PEPSICO bajó su producción en Argentina porque ahora le conviene traer los productos de Chile. No necesita la misma cantidad de empleados argentinos que antes. Traer de Chile le sale más barato que producir en el país.
De 2015 a 2017, PEPSICO aumentó 232% la cantidad de productos que trae de Chile hacia Argentina (Kellogg hace lo mismo). Solo en snacks, la importación subió un 80% en un año.
PEPSICO gana millones en el país, pero si trae productos de Chile y echa trabajadores argentinos, ganará aún más millones. Naturalmente, una empresa privada intentará maximizar sus ganancias. Y eso está haciendo.

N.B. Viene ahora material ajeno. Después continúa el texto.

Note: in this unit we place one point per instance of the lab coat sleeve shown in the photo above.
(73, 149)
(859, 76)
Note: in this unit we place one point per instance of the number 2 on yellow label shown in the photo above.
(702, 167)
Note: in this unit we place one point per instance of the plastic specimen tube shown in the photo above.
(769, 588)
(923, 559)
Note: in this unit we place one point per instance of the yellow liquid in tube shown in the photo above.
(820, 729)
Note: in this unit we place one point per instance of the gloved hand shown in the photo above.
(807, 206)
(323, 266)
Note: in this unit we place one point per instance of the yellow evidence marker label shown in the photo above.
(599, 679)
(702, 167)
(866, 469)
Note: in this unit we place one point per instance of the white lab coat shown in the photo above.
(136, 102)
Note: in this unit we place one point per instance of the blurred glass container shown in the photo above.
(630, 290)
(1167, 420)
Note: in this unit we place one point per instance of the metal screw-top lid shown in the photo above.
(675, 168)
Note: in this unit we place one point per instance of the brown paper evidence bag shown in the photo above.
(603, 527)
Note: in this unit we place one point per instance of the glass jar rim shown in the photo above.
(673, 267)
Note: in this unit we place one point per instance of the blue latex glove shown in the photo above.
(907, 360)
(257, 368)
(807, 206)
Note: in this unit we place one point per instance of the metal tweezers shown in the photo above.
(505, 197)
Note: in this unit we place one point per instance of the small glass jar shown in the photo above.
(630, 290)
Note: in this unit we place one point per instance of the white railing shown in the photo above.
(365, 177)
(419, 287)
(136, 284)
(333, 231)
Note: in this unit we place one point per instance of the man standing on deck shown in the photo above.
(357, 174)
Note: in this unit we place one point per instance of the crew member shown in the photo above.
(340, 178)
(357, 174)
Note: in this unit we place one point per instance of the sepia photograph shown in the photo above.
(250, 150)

PEPSICO aprovechó la OPORTUNIDAD del contexto económico para crear una CRISIS. Al refrán chino “la crisis es una oportunidad”, la segunda empresa de alimentos más importante del mundo lo dio vuelta: “La oportunidad es una crisis”.
La oportunidad se la dio el contexto (modelo) económico permitiendo importar sin restricciones. Si abarata costos trayendo la papa frita y la gaseosa de Chile, costará menos en los almacenes de Argentina. Pero sus productos aumentaron y como la inflación promedio.
Quienes conducen el Estado deben decidir a diario entre varias opciones. Esta vez, el Estado debió decidir si prioriza “precios más baratos para los productos consumidos por la clase media-alta” (la clase baja consume marcas de 2° o de 3° de esos alimentos) o puestos de trabajo de argentinos. El Estado decidió por lo primero, pero los precios no bajaron ni se mantuvieron.
El Estado tomó una decisión legal. PEPSICO tomó una decisión legal.
Quienes criticaron estos días a los trabajadores/despedidos de PEPSICO argumentaron que la empresa actuó legalmente. Y punto final. Nada dijeron del Estado, como si ahora rigiera un Estado pasivo que solo mira cómo las empresas inventan crisis a partir de las oportunidades que el modelo económico y que esa misma pasividad estatal les ofrece.
El Estado tiene herramientas para regular y controlar el accionar natural de las empresas privadas. En este caso no las usó. Y es una decisión legal. En 2015 la mayoría votó para que fuera así. Pero si alguien critica el (para mí justo) reclamo sindical, no debe opinar sobre el accionar de PEPSICO, sino del Estado.